Nato a Visneva, paesino bielorusso, quando questa città apparteneva ancora alla Polonia, era figlio di un ricco commerciante di legname e di una libraia. Il padre emigrò nel 1932 in Palestina e la sua famiglia lo seguì nel 1934, quando ancora quel territorio era sotto mandato britannico. Cresciuto nell’esperienza dei kibbutz, fece i suoi primi passi politici nel mondo laburista e all’ombra di Ben Gurion. Il futuro “uomo di pace” si fece poi le ossa nella milizia paramilitare ebraica dell’Haganah come responsabile per l’armamento. Nel 1948, divenne capo della marina israeliana durante la “guerra di indipendenza” di Israele.

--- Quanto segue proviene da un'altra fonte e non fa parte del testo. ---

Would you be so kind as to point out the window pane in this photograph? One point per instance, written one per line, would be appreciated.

Nel 1953 fu nominato anche Direttore generale del ministro della Difesa. Era incaricato dell’acquisto delle armi. Nel 1959 viene eletto alla Knesset. Da lì inizierà una carriera politica che lo vedrà ricoprire ogni ministero, tranne Poste e Cultura.

La sua cifra politica sarà rappresentata dal cinismo e dall’ambizione, “doti” che lo renderanno molto potente, ma anche poco amato dal popolo. Da laburista, parteciperà negli anni ’80 a una coalizione con la destra fondamentalista del Likud che appoggerà privatizzazioni e misure ultra-liberali. Da ministro della Difesa (1974-77) incoraggerà con forza la costruzione di nuove colonie israeliane in Cisgiordania e nella Striscia di Gaza. Anche in politica estera fu spregiudicato, stringendo accordi con il governo sudafricano in barba all’embargo che colpiva quest’ultimo in seguito all’apartheid. Alcune delle più micidiali armi israeliane vengono proprio dalle basi segrete di Pretoria. “Uomo di pace” lo era diventato solo nel 1993, quando era stato uno dei fautori degli accordi di Oslo, per i quali aveva ricevuto il Nobel insieme a Rabin e Arafat. Ma era stato dopo tali riconoscimenti, e quindi in piena epoca di santificazione, che, il 18 aprile 1996, aveva guidato da premier l’occupazione israeliana del sud del Libano. Fu lui a lanciare l’ “Operazione Grapes of Wrath”, ovvero “Acini di rabbia”, durata 16 giorni. Israele condusse un massiccio bombardamento, 400mila libanesi scapparono dalle loro case, 800 dei quali si rifugiarono presso una base della Nazioni Unite in Qana, nel sud del Libano. Il 18 aprile l’esercito israeliano bombardò la base delle Nazioni Unite, uccidendo 102 civili, tra cui soprattutto donne, bambini ed anziani. A volte, le colombe si ricordano di essere stati falchi. O avvoltoi.